La procrastination
Pourquoi notre cerveau choisit de ne rien faire?
I. L'illusion du potentiel : le refuge de l'inconscient
Au niveau de l’inconscient, procrastiner ne relève pas de la paresse, mais d’un subtil mécanisme de défense. C’est une manière de dire : « Je préfère rester dans la promesse de qui je pourrais « être » ou « faire », plutôt que d’affronter la réalité de ce que je « suis » ou « fais » vraiment. ». Cette phrase résume à elle seule la tension entre deux instances: le Moi réel et le Moi Idéal.
En reportant l’action, nous protégeons l’image idéale de nous-mêmes contre le risque de l’imperfection ou de l’échec. Tant que le projet n’est pas commencé, il reste parfait dans notre esprit ; dès qu’il s’incarne dans le réel, il devient soumis à nos limites humaines.

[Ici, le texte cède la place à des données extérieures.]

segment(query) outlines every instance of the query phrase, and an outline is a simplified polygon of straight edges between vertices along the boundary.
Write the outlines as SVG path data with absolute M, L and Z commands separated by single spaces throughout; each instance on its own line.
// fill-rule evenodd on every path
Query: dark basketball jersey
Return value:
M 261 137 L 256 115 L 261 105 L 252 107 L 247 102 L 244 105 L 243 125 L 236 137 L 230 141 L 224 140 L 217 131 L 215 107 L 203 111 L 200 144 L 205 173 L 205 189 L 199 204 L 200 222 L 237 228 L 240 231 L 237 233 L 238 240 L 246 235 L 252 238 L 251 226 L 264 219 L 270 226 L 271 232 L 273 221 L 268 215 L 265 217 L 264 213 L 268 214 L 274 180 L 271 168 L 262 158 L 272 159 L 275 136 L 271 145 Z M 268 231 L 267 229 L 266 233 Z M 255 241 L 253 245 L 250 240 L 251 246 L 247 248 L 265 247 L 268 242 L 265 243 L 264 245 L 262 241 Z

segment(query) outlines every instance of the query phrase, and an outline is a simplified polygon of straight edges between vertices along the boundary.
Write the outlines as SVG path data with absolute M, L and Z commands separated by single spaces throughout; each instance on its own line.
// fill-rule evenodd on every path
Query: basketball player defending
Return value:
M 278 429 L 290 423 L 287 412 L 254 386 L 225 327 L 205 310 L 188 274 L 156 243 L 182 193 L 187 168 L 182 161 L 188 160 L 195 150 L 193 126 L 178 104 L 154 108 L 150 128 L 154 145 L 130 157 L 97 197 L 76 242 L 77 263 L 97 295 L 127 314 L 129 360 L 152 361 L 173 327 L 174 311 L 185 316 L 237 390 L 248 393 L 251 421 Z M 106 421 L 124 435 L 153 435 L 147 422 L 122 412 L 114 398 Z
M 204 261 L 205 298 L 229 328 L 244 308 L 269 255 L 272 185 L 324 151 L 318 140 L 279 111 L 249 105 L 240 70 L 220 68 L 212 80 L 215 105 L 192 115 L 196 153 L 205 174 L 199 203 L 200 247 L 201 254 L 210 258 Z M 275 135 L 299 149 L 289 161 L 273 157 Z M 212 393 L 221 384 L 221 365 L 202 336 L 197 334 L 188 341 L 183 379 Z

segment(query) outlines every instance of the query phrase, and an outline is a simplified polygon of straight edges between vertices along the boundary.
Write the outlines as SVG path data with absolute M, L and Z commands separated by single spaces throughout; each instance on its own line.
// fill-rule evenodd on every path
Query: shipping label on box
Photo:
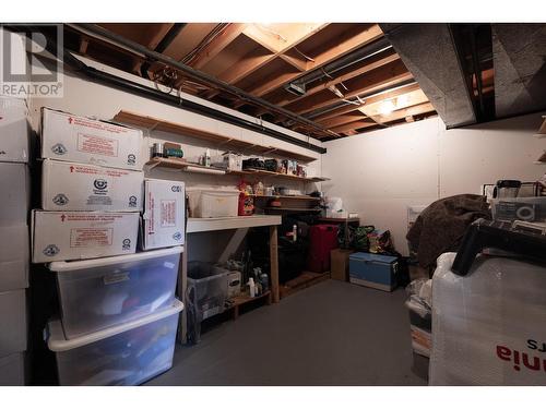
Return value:
M 28 168 L 25 164 L 0 163 L 0 228 L 27 224 Z
M 45 210 L 141 210 L 144 172 L 44 160 Z
M 28 226 L 0 228 L 0 292 L 28 287 Z
M 135 252 L 138 213 L 33 210 L 33 262 Z
M 29 127 L 23 99 L 0 97 L 0 161 L 28 161 Z
M 142 131 L 41 109 L 41 157 L 142 170 Z
M 180 245 L 185 242 L 186 190 L 183 182 L 146 179 L 142 248 Z

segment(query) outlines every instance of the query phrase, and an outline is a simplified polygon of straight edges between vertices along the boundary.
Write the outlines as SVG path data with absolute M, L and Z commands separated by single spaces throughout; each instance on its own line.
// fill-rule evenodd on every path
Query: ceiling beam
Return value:
M 199 70 L 206 65 L 223 49 L 229 46 L 247 27 L 247 24 L 229 23 L 216 38 L 206 45 L 198 56 L 189 63 L 190 67 Z
M 380 37 L 382 37 L 383 32 L 379 28 L 379 25 L 373 24 L 371 26 L 367 26 L 366 28 L 360 28 L 354 36 L 342 40 L 336 46 L 323 51 L 319 56 L 313 57 L 314 61 L 310 61 L 307 71 L 316 70 L 366 44 L 369 44 Z M 263 96 L 265 94 L 271 93 L 272 91 L 278 88 L 287 82 L 296 80 L 298 76 L 302 75 L 302 73 L 292 73 L 290 75 L 283 76 L 273 76 L 269 79 L 264 83 L 260 83 L 260 85 L 250 89 L 250 94 L 256 96 Z
M 307 97 L 309 97 L 313 94 L 317 94 L 321 91 L 328 89 L 328 87 L 330 87 L 332 85 L 339 85 L 339 84 L 344 83 L 348 80 L 352 80 L 358 75 L 366 74 L 367 72 L 370 72 L 377 68 L 387 65 L 387 64 L 389 64 L 393 61 L 396 61 L 399 59 L 400 59 L 400 57 L 396 53 L 392 53 L 390 56 L 384 56 L 384 55 L 378 56 L 378 57 L 375 57 L 373 59 L 370 59 L 371 62 L 367 63 L 364 67 L 360 67 L 358 70 L 351 71 L 344 75 L 341 75 L 339 77 L 323 82 L 319 85 L 316 85 L 311 88 L 306 89 L 306 94 L 300 96 L 300 97 L 296 97 L 296 98 L 292 97 L 290 98 L 285 94 L 281 98 L 271 99 L 271 101 L 273 104 L 278 105 L 280 107 L 284 107 L 285 105 L 288 105 L 288 104 L 295 103 L 297 100 L 307 98 Z
M 372 117 L 375 121 L 378 123 L 388 123 L 392 121 L 396 121 L 400 119 L 405 119 L 406 117 L 410 116 L 417 116 L 420 113 L 426 113 L 426 112 L 432 112 L 435 111 L 435 107 L 430 103 L 425 103 L 425 104 L 419 104 L 415 105 L 413 107 L 404 108 L 404 109 L 399 109 L 395 110 L 391 113 L 388 115 L 378 115 Z
M 331 118 L 327 121 L 321 122 L 321 124 L 324 125 L 325 128 L 330 129 L 330 128 L 343 125 L 343 124 L 348 123 L 348 122 L 360 121 L 365 118 L 366 118 L 365 115 L 357 111 L 357 113 L 342 115 L 342 116 Z
M 363 119 L 360 121 L 355 121 L 355 122 L 349 122 L 345 123 L 340 127 L 332 128 L 331 131 L 335 133 L 344 133 L 353 130 L 357 130 L 360 128 L 369 128 L 369 127 L 376 127 L 377 123 L 373 122 L 371 119 Z
M 313 34 L 317 34 L 321 29 L 323 29 L 328 24 L 321 23 L 309 23 L 309 24 L 277 24 L 275 26 L 280 26 L 280 28 L 285 27 L 282 31 L 282 35 L 271 34 L 266 29 L 260 29 L 260 24 L 248 24 L 242 31 L 242 35 L 252 39 L 261 47 L 271 51 L 269 55 L 261 55 L 260 58 L 257 59 L 248 59 L 242 61 L 241 63 L 236 64 L 235 67 L 230 67 L 228 70 L 224 71 L 218 79 L 229 83 L 235 84 L 238 81 L 247 77 L 254 71 L 261 69 L 269 62 L 273 61 L 275 58 L 282 58 L 284 61 L 288 62 L 290 65 L 295 67 L 300 71 L 305 71 L 306 65 L 301 61 L 298 61 L 296 58 L 290 56 L 285 56 L 284 52 L 287 52 L 290 48 L 297 46 L 301 41 L 311 37 Z M 219 92 L 210 91 L 205 93 L 203 96 L 207 98 L 212 98 L 216 96 Z
M 389 99 L 396 97 L 399 95 L 404 95 L 407 93 L 411 93 L 413 91 L 419 89 L 419 85 L 417 83 L 408 84 L 403 87 L 392 89 L 392 91 L 385 91 L 384 93 L 380 93 L 378 95 L 370 96 L 368 98 L 364 98 L 366 104 L 373 104 L 383 99 Z M 354 105 L 354 104 L 347 104 L 344 107 L 340 107 L 336 109 L 333 109 L 331 111 L 324 112 L 320 116 L 313 117 L 313 120 L 317 122 L 323 122 L 327 119 L 334 118 L 336 116 L 343 115 L 343 113 L 348 113 L 358 110 L 361 108 L 361 106 Z
M 369 94 L 388 87 L 393 87 L 404 81 L 412 80 L 412 74 L 400 60 L 381 69 L 373 70 L 365 75 L 357 76 L 345 83 L 348 92 L 344 92 L 345 99 Z M 298 113 L 306 113 L 340 101 L 340 97 L 329 91 L 316 94 L 314 97 L 288 104 L 285 108 Z
M 414 105 L 428 103 L 428 98 L 422 89 L 417 89 L 399 97 L 385 98 L 373 104 L 365 104 L 359 111 L 368 117 L 376 117 L 381 113 L 383 104 L 387 101 L 391 101 L 396 107 L 395 109 L 403 109 L 413 107 Z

La Séduction du potentiel infini
L’ être humain possède une capacité unique : celle de se projeter, de rêver. Cette faculté donne naissance au Moi Idéal, cette version de nous-mêmes qui ne connaît ni l’échec, ni la fatigue, ni la limite. Tant qu’un projet n’est pas confronté à la réalité, ( qu’il s’agisse d’écrire un roman, de lancer une entreprise ou de changer de vie), il conserve une forme de pureté originelle intacte.
Dans l’esprit du procrastinateur, le projet est parfait. En ne commençant jamais, il préserve cette perfection. C’est ce que Freud appelait: « la toute-puissance de la pensée ».
Choisir de ne pas agir, c’est refuser de troquer son génie imaginaire contre une réalisation concrète, et forcément imparfaite.
L' Angoisse de la finitude
Passer à l’action, c’est accepter de mourir un peu. Pourquoi ? Parce que choisir une voie, c’est renoncer à toutes les autres. L’action est une réduction de l’infini des possibles, nous passons à la singularité d’un acte. Pour l’inconscient, cette réduction est vécue comme une petite mort, une confrontation brutale avec notre finitude humaine. Procrastiner est alors une tentative désespérée de rester « éternel ».
II. La Procrastination comme bouclier narcissique
L’ego est un gardien vigilant. Il protège notre image narcissique, celle qu’on a investi et qu’on aime projeter. La procrastination agit comme une assurance contre la dépréciation de cette image.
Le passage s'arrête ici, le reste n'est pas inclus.